Graphical Abstract

So, you want to do GI clinical research but aren’t sure how to get started? Although randomized clinical trials provide the highest level of evidence to inform clinical practice, guidelines, and policy, they may not be possible for a fellow or junior investigator to initiate, and even in the best-case scenario, may not be published for many years. Database-oriented research can overcome many of the daunting impediments that many junior researchers face. Furthermore it can jump-start a clinical research career as a vehicle to develop knowledge and experience in epidemiologic analyses and publication. It offers a way to test clinically meaningful hypotheses and most importantly, provide salient data that could ultimately impact clinical decision making.
What are the next steps to engaging in database research? Finding a mentor with experience in clinical and database research is critical. If necessary, mentorship can be split between a gastrointestinal (GI) clinical researcher who can help identify clinical questions and another mentor with experience in epidemiologic analyses (eg, health services researcher, epidemiologist, and biostatistician). The next step is to identify the clinical area within GI that is of most interest to you and possibly your future clinical focus (eg, cancer screening and prevention, motility, hepatology, inflammatory bowel disease [IBD]).
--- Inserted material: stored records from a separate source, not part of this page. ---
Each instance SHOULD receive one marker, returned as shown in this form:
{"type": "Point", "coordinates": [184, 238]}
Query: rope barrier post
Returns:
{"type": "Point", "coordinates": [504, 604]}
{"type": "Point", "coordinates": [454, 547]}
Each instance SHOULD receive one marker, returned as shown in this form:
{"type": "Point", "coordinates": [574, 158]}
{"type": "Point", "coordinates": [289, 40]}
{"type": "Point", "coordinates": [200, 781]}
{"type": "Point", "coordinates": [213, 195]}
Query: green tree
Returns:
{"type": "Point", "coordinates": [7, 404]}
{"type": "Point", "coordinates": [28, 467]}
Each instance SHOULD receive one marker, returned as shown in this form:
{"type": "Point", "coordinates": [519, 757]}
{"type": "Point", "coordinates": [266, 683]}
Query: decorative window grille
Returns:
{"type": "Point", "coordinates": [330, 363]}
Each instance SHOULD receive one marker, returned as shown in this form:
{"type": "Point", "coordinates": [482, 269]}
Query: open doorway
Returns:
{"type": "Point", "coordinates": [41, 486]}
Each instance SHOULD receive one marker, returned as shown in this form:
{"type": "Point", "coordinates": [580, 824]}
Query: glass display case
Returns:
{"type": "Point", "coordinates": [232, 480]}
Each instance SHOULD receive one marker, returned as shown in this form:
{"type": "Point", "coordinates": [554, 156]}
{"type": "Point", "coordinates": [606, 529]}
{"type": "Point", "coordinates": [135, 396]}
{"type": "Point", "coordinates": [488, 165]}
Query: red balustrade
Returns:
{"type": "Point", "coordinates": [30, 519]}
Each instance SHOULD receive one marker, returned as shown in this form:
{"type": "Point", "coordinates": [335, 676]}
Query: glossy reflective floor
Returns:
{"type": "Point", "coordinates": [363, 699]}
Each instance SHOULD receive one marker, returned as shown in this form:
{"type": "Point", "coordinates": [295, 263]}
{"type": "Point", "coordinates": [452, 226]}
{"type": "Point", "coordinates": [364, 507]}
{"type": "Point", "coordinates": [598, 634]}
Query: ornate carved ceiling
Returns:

Although ideally you would have a hypothesis to be tested, in database-oriented research, it can be advantageous to explore the specific database to see what hypotheses can be investigated, using an iterative approach to home in on a meaningful analysis. Because of this low barrier to entry however, a thorough literature review is important because many of the analyses that you may consider may have already been done. Thus, a willingness to be flexible is critical to success.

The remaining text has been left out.